BC manufucturing down in month, but faring well in bigger picture
Even with the month-to-month sales drop, the industry remains one of the strongest nationally
While the manufacturing slump that has plagued Canada shows signs of waning, British Columbia continues to see drops in manufacturing sales.
However, June’s manufacturing numbers are not an accurate depiction of the strength of the province's manufacturing sector, according to Paul Ferley, assistant chief economist at the Royal Bank of Canada.
“The province underperformed, at least in the month.

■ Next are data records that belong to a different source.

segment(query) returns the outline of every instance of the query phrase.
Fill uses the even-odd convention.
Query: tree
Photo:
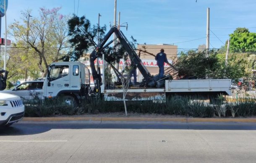
[[[198,46],[198,51],[199,52],[203,52],[204,50],[205,50],[206,49],[206,45],[205,45],[205,44],[203,44],[202,45],[199,45]]]
[[[225,65],[225,54],[218,54],[219,66],[216,71],[217,78],[228,78],[236,81],[245,77],[246,74],[247,62],[244,56],[240,54],[230,54],[228,58],[228,64]]]
[[[238,28],[229,36],[231,52],[256,52],[256,33],[250,32],[246,28]]]
[[[196,52],[191,50],[187,54],[181,53],[174,66],[178,70],[178,75],[190,78],[214,78],[218,67],[216,53],[212,50],[208,54],[206,50]]]
[[[26,45],[23,48],[33,49],[43,76],[46,75],[49,62],[65,54],[61,52],[66,49],[64,45],[68,39],[65,23],[68,18],[57,13],[60,9],[40,8],[39,18],[31,17],[31,10],[22,11],[22,23],[15,20],[9,26],[10,34],[16,41],[23,42],[23,45]]]
[[[68,58],[73,60],[77,60],[95,47],[98,33],[100,38],[102,38],[106,31],[106,26],[99,28],[97,26],[91,26],[90,21],[85,16],[79,18],[74,15],[68,23],[68,35],[71,37],[69,41],[73,49],[73,51],[69,54]],[[84,57],[86,57],[86,56]]]

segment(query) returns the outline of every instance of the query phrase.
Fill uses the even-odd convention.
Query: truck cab
[[[62,96],[66,102],[77,104],[88,93],[90,71],[85,65],[78,62],[53,62],[47,71],[43,87],[44,98]]]

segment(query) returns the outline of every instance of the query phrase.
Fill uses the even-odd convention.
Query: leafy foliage
[[[217,53],[211,51],[208,54],[205,50],[190,50],[188,54],[182,52],[175,65],[179,70],[179,75],[189,78],[205,78],[206,75],[214,78],[218,66]]]
[[[216,78],[231,79],[236,82],[238,79],[246,75],[246,67],[247,62],[242,54],[230,54],[228,58],[228,64],[225,65],[225,54],[217,55],[218,67],[216,71]]]
[[[42,72],[45,76],[48,63],[58,60],[68,51],[66,23],[68,17],[58,13],[60,9],[40,8],[39,17],[31,17],[31,10],[21,11],[21,21],[15,20],[9,26],[9,32],[16,41],[12,46],[20,48],[16,54],[23,63],[16,67],[25,70],[29,67],[29,75],[36,72],[34,75]],[[16,57],[10,55],[10,59],[15,62]]]
[[[235,52],[255,52],[256,33],[246,28],[238,28],[230,34],[230,51]]]

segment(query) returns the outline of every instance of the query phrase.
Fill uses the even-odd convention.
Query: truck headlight
[[[6,101],[0,101],[0,106],[7,106],[8,105]]]

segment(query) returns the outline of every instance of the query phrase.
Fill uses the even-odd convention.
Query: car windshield
[[[68,65],[56,65],[51,67],[49,77],[52,81],[68,75],[69,67]]]

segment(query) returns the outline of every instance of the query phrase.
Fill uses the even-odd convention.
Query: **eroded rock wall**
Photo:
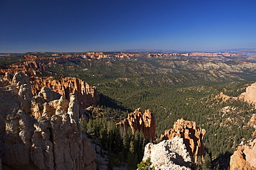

Now, in the year over year basis, BC outperformed the national numbers,” said Ferley. “I think that’s a slightly better characterisation of what’s happening in terms of BC versus the national economy.”
From May to June, BC saw manufacturing sales fall 0.4 per cent from C$3.9 billion (US$3 billion) to approximately C$3.7 billion (US$2.88 billion). At the same time, Canada saw increases of 0.8 per cent. Even with BC's month-to-month drop, the province's manufacturing industry remains one of the strongest with 1.5 per cent-sales growth since the same period last year. In contrast, Canada as a whole saw a year-to year decrease of almost two per cent. In head-to-head comparisons with other provinces, BC was beat out by Ontario and Saskatchewan, with increases of four per cent and 2.9 per cent year-to-year, respectively.
Canada’s sales growth from May to June was primarily led by Ontario and Alberta. Increases in the two provinces come after onetime events that caused manufacturing sales to dip more then expected during May. According to Brian DePratto, a TD Bank economist, the boost in manufacturing for Alberta was a result of Fort McMurray wildfire recovery and Ontario’s swing resulted from the end of supply-chain disruptions. BC didn’t experience the same market complications as other provinces and as a result did not receive the same bounce-back.
BC's drop comes from weak performance across the province’s key manufacturing sectors, including forestry related industries and mineral products. Low sales volumes in Northern BC’s key industries means the struggling region may be in for more difficult times ahead, says DePratto
“Things like paper and wood related products, that’s one area where you have seen a lot of weakness," said DePratto. “That’s obviously an area that’s going to have a bigger impact on the north.”